The Master Services Agreement and Work Order define the commercial and operational framework for your engagement. Key provisions that protect your programme:

• Performance metrics: Include KPIs for enrolment rates, data entry timelines, query resolution, and milestone achievement — with contractual consequences for sustained underperformance.
• Staffing commitments: Lock in named key personnel with contractual notification periods for team changes.
• IP and data ownership: Ensure unambiguous ownership of all trial data, documents, and intellectual property generated during the engagement.
• Audit rights: Reserve the right to conduct for-cause and routine audits of their facilities, systems, and records throughout the engagement.
• Termination provisions: Include termination for convenience with reasonable notice periods and predefined transition obligations.

Red Flags That Should End the Conversation

• Team bait-and-switch: If they will not commit to named personnel in the contract, they are planning to swap the team after signature.
• Excessive discounting: A CRO that slashes its price by 30% to win your business is either losing money (unsustainable) or planning to recover it through change orders.
• Generic proposals: If the proposal reads like a template with your company name inserted, the CRO has not engaged with your programme's specifics.
• Reluctance to provide references: If they cannot produce three recent sponsor references for comparable work, their experience claims are suspect.
• Vague quality descriptions: "We have a robust QMS" means nothing. Ask for their last inspection outcome, their deviation rate, and their CAPA closure timelines.

Making the Decision

Score each CRO against your weighted criteria before reviewing pricing. A common mistake is letting financial comparison drive the decision before evaluating operational fit. The cheapest CRO is only a bargain if they can deliver to your quality and timeline requirements.

Weight your evaluation criteria according to what matters most for your programme. For a first-in-human oncology study, therapeutic expertise and safety data quality should carry more weight than cost. For a Phase II proof-of-concept in a well-established therapeutic area, operational efficiency and data management capabilities may be more important.

The final decision should balance capability, cultural fit, and commercial terms — in that order. A CRO that understands your science, communicates honestly, and operates with discipline will save you more money in avoided problems than any discount on the headline rate.

"The CRO relationship is the most important outsourcing decision in clinical development. Get it right, and your programme gains a genuine partner. Get it wrong, and you spend your programme managing a vendor relationship instead of managing your asset."
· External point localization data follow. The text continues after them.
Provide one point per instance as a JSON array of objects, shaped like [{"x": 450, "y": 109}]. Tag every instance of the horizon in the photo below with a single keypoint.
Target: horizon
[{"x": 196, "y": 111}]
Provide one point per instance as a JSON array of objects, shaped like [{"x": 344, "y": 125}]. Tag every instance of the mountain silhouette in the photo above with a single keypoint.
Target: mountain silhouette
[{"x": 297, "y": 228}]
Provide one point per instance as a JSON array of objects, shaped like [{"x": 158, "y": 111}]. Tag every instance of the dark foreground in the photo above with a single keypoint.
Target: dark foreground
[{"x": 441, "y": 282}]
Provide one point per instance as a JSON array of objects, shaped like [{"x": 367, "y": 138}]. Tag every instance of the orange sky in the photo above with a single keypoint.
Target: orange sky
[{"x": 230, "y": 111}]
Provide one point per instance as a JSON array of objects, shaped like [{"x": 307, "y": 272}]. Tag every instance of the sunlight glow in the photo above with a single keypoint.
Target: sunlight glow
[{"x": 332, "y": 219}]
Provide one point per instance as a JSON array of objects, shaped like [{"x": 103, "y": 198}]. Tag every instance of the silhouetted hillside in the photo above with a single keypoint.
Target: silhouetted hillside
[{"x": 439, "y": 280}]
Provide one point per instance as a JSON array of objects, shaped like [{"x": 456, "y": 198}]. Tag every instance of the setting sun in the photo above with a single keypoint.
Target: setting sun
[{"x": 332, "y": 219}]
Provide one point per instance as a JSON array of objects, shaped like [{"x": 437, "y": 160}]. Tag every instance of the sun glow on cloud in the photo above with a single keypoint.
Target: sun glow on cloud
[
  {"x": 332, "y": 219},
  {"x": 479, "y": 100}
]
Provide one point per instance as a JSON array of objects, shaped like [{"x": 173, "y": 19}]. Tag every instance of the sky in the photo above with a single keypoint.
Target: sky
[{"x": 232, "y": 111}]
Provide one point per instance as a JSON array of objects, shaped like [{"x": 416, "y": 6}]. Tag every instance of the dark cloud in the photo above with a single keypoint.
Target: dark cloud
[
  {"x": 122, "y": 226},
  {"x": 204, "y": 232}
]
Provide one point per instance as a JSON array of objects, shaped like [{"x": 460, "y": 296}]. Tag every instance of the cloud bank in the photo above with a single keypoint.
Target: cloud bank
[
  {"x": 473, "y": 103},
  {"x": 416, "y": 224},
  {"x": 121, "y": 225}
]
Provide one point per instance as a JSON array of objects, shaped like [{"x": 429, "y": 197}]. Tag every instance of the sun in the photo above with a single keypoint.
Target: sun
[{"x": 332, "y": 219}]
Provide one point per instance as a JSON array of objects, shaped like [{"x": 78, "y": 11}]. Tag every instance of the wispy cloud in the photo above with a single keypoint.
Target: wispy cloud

After the Award: Setting Up for Success

Selecting the right CRO is necessary but not sufficient. The first 90 days after contract signature determine whether the relationship delivers on its promise.

• Joint kick-off: Invest in a full-day, in-person (or comprehensive virtual) kick-off meeting covering protocol walkthrough, operational logistics, communication cadences, and escalation procedures.
• Study start-up plan: Develop a detailed start-up timeline with named owners for every deliverable — regulatory submissions, site identification, contract execution, CRF design, database build.
• Communication framework: Establish regular operational calls, monthly sponsor review meetings, and documented escalation pathways. Over-communicate in the first three months.
• Performance baseline: Set measurable KPIs from day one and review them at every sponsor meeting. Early detection of underperformance is far easier to correct than problems discovered six months in.